In this case, 25% is half what you should expect so it's technically speaking low (usually is 50/50) but there are many factors can could change that perception (the publisher could run with serious expenses paying advances or musicians, or recordings or advertising, or all of these together and needs a better chance to recoup). But also is not only invested money by them, it might happen that having tracks in a library with good reputation could be beneficial for your career, or they are really good sellers, or just any other convenient scenario so depending on the circumstances any percentage could work for you, just try to make sure that is not abusive (some libraries seems to be quite "smart asses" about).
If the publisher is investing nothing and is not a good seller either or has no any advantage versus the other guys offering a 50% deal then you shouldn't go with them but the 50% ones obviously.

Regarding the "small print" described above I do not see anything wrong with that. Is just the most standard definition for your 3rd point ("exclusive").

To add more confusion about how the business works, there are different schemes, notably non-exclusives (typically "royalty free" based on a usually low pre-cleared sync license) vs exclusives (typically PRO's-based plus sync/mechanicals) but you can also find non-exclusives based on PRO's and all sort of deals in between ("smart asses" included). Even the royalty free term itself is confusing as these tracks could effectively collect royalties if the music is performed and the client fills up a cue sheet as these royalties are not paid by the client but typically TV stations (or live playing or whatever the performance is).
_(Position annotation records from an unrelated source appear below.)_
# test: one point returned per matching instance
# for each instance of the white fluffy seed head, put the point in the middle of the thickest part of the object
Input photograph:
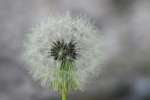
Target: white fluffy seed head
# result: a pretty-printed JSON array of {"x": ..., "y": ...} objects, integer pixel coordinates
[{"x": 38, "y": 44}]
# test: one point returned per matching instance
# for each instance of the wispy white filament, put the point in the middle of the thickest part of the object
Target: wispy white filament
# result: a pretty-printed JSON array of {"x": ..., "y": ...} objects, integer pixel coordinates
[{"x": 39, "y": 42}]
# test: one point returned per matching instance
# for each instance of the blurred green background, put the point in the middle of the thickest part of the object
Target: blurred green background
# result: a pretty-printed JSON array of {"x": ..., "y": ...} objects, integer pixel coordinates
[{"x": 125, "y": 25}]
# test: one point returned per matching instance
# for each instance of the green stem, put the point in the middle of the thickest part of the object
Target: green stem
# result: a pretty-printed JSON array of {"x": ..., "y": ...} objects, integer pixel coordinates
[{"x": 64, "y": 96}]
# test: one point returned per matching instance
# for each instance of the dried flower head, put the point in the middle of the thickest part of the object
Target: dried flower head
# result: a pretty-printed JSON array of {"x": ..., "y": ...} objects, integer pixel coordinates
[{"x": 61, "y": 41}]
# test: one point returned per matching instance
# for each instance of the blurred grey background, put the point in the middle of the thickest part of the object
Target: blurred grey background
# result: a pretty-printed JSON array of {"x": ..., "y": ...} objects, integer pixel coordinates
[{"x": 126, "y": 28}]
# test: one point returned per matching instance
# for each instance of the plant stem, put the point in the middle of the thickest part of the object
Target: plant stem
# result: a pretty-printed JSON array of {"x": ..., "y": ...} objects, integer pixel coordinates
[{"x": 64, "y": 96}]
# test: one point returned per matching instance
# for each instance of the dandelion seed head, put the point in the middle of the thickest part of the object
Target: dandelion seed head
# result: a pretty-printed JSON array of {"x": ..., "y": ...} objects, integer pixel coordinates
[{"x": 42, "y": 48}]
However some royalty free libraries to "sell" even better the idea of "free" to their clients do not accept tracks registered in a PRO so you don't have any chance to collect any performance royalties at all.
Also, UK based libraries and USA libraries (and their respective PRO's) do operate differently.

It's all a bit confusing. I'm not even sure that all what I've expressed above is actually true, but I think that's roughly how it works.
Hope it helps to understand what is what though.


----------



## dannymc (Oct 31, 2017)

Carles said:


> I'm relatively new in town, so my knowledge about the business is quite basic but perhaps that simplicity may be useful here.
> 
> The deal typically is to get two type of income, performance royalties and sync/mechanicals.
> 
> ...



how are you getting on in your journey Carles? landed any placements yet with the libraries you work with? 

Danny


----------



## Carles (Oct 31, 2017)

dannymc said:


> how are you getting on in your journey Carles? landed any placements yet with the libraries you work with?


Hey Danny,
Yes, to date I've got 115 Tunesat detections and that's only USA and Europe if I'm not wrong. In the PRS distributions activity in other territories is consistent too.

Royalties are growing every quarter, still far from the equivalent of a salary, but it's too early so no surprise on that.

The payments I've got so far correspond mostly to a group of about 40 tracks (95% from my very first publisher, those that are more than 1.5 years released) being placed about 30% of those 40 tracks.
Now, between released, no long released and pending to be released, I've gathered about 190 tracks (so far). Hopefully these 150 additional tracks should make some difference within 1-2 years.
Hard to tell, but I'd say that things are working as they should. This is patience game


----------